The Sun is the closest star to our planet. The accurate knowledge of its physics is also knowledge of our living environment because of the strong energetic relationship with our climate. Most of the new physics of the XX century is involved in the study of the Sun: General Relativity, Nuclear Physics and Neutrino phase mixing physics. These three domains of modern physics considered the Sun a privileged laboratory. The secular variations of the solar diameter as well as the unexplicable great dimming of solar activity, known as Maunder minimun of 1645–1715 or the great maxima and minima identified in the past millenia [1], do not find a suitable predicting model. In this paper, we briefly review the history of the eclipses’ science, both solar and lunar, from antiquity to the present days, focusing on the solar diameter measurements at the lunar shadow’s limits through Baily’s beads.

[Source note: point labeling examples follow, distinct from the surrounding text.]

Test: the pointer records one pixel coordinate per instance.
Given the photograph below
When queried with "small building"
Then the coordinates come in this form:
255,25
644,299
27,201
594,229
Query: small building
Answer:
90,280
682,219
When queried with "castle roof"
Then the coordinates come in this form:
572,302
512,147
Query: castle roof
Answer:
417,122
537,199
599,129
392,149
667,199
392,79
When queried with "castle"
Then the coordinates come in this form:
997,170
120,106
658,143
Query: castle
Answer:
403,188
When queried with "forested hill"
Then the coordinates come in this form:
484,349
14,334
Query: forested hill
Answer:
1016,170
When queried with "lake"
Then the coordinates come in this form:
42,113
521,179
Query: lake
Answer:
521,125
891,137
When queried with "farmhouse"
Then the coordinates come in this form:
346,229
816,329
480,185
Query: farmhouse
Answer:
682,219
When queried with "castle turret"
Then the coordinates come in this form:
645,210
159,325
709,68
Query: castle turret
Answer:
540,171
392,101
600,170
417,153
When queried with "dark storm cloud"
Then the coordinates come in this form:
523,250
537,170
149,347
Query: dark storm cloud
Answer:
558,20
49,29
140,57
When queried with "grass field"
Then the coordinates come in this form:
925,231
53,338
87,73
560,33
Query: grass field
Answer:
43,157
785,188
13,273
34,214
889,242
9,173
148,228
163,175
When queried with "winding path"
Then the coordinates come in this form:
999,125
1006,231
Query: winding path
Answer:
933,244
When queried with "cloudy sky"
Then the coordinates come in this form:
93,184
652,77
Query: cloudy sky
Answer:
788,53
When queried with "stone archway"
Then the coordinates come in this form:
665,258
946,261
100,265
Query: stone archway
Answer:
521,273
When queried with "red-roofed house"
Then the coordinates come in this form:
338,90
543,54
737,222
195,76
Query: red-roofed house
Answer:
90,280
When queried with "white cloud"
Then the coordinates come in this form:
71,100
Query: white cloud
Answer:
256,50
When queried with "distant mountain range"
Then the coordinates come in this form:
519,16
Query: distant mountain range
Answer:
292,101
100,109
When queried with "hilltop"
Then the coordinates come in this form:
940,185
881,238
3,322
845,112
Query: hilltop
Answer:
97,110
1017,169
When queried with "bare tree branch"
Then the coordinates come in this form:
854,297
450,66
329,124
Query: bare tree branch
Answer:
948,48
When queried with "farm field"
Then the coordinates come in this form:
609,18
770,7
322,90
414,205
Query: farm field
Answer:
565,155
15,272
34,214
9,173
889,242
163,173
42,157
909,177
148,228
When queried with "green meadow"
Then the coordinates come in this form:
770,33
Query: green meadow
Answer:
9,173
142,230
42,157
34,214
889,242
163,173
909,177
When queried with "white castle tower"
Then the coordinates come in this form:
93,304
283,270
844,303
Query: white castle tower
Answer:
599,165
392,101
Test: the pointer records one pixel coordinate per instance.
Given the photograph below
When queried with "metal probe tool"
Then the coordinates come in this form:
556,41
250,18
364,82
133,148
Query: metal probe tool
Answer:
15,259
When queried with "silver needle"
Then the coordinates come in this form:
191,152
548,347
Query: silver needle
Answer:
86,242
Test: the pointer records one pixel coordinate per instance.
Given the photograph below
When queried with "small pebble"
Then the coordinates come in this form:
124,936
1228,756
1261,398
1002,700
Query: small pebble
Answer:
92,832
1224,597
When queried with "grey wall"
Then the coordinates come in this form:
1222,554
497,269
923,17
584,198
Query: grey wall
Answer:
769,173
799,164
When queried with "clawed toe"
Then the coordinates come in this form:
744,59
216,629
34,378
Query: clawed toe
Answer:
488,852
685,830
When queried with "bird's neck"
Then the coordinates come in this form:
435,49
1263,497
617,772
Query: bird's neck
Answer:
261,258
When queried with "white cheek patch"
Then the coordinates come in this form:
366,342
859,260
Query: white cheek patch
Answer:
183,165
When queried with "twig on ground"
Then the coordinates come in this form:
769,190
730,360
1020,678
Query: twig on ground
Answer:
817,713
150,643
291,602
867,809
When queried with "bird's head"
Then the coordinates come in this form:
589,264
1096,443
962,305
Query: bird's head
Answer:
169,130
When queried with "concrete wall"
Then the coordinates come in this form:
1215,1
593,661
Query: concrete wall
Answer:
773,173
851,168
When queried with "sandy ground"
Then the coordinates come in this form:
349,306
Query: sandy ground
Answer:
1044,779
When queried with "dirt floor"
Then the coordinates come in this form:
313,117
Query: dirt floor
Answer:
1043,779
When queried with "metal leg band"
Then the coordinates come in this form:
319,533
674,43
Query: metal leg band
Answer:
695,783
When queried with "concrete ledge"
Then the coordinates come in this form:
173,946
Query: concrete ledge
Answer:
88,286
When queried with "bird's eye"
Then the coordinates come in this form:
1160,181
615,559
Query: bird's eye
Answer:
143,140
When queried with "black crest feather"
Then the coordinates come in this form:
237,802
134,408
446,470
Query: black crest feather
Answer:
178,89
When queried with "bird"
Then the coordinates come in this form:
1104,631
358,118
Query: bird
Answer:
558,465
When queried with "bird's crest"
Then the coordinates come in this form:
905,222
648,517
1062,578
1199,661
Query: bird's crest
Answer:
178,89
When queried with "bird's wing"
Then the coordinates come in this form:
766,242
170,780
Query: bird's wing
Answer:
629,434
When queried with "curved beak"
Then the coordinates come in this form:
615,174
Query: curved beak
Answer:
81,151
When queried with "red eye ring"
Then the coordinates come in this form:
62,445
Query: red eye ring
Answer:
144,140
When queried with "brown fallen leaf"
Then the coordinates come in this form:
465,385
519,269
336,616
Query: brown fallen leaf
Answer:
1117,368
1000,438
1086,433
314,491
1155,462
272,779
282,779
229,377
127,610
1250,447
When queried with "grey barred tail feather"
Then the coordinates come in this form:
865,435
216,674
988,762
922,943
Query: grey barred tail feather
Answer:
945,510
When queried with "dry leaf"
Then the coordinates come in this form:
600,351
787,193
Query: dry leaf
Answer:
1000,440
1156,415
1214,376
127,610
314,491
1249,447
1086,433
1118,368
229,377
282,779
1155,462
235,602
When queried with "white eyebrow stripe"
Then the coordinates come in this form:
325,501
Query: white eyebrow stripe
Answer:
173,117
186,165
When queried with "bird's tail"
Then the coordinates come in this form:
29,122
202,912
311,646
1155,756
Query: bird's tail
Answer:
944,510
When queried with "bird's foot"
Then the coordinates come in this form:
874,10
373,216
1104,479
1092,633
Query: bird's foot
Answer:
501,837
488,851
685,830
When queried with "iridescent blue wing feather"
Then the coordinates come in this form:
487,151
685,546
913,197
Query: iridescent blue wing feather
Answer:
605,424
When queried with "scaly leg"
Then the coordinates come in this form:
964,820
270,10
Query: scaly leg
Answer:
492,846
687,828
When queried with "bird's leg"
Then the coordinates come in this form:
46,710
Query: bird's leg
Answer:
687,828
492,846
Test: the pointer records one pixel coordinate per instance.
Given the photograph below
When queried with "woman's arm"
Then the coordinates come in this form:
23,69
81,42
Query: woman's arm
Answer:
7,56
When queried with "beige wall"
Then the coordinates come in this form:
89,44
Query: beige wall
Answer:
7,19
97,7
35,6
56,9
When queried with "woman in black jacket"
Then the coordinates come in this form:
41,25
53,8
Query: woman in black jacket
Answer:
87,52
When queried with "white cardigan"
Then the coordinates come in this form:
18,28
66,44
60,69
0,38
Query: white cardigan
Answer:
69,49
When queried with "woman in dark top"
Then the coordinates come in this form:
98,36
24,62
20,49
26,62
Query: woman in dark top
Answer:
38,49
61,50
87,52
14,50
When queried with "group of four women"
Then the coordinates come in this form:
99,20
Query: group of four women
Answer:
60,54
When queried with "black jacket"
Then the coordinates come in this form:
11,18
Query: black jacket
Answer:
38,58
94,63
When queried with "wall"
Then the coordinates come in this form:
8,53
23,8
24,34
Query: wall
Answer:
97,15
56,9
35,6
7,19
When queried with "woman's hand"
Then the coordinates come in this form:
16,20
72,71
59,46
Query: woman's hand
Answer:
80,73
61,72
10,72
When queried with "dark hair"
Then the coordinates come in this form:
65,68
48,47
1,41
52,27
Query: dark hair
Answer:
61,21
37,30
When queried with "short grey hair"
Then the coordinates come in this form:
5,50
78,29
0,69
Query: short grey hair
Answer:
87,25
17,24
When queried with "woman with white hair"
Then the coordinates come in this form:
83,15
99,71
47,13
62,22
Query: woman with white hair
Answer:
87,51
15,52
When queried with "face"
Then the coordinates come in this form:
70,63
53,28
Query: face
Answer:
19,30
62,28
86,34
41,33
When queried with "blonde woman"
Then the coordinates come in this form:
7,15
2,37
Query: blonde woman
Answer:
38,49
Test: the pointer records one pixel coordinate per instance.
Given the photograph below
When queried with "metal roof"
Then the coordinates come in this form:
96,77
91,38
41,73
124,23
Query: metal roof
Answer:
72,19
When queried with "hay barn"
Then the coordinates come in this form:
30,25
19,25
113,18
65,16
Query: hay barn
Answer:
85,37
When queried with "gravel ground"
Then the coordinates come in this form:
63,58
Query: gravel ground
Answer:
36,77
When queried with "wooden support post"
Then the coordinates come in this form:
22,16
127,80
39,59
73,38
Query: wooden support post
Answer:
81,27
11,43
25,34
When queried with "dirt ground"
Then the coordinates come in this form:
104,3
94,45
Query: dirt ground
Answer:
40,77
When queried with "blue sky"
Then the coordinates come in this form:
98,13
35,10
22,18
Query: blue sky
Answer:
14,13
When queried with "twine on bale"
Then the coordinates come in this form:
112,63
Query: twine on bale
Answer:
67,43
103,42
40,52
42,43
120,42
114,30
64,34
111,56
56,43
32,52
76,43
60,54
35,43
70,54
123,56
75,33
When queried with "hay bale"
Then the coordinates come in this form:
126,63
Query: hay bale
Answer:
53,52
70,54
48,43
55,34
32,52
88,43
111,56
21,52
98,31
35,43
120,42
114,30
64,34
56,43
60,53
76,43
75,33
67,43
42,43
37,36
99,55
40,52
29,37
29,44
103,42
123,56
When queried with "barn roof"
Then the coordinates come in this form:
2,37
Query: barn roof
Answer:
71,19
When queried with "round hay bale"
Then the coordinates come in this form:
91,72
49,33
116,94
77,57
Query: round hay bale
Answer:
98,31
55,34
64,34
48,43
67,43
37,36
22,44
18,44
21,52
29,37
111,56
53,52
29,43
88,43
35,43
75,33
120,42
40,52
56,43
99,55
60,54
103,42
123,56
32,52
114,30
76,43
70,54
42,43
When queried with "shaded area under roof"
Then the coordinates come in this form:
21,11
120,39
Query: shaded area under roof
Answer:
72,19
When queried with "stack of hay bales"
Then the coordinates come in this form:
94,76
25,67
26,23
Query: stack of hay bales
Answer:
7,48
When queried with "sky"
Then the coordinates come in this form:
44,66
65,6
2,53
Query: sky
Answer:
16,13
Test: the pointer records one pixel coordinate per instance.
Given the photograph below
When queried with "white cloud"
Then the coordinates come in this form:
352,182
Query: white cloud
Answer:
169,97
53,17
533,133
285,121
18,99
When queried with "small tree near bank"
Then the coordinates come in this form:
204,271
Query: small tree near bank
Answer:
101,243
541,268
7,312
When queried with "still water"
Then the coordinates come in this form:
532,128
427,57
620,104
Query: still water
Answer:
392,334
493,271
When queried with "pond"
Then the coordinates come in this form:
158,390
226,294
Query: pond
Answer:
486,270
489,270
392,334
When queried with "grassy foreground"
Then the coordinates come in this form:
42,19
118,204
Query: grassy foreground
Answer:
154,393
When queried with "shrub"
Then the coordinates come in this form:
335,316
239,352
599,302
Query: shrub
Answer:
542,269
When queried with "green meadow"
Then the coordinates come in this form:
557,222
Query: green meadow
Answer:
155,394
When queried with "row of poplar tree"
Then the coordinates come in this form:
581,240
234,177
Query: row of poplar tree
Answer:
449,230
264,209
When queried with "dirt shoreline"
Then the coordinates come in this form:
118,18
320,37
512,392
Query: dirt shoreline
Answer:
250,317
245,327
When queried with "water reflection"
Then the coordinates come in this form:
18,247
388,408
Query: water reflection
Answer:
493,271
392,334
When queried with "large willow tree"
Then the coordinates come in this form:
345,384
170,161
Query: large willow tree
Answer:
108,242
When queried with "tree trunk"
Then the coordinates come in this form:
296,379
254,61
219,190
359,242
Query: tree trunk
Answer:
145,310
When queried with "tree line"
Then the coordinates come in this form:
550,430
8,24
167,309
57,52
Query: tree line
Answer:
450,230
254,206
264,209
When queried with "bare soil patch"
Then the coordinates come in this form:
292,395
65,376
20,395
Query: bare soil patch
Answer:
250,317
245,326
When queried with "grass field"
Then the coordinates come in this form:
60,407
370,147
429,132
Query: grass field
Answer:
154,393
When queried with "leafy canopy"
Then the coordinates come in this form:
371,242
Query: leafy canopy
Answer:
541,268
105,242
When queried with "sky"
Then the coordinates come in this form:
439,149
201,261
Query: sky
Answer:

The variability of the solar diameter is sustained by several accurate measures in the last 130 years as well as from historical eclipses since 1567. In this general context, as celestial mechanics, we consider mainly the geometrical models yielding the predictions of the solar and lunar positions, especially the ones (Methon and Saros “circular motions”) which predict eclipses within a given range of decades or centuries.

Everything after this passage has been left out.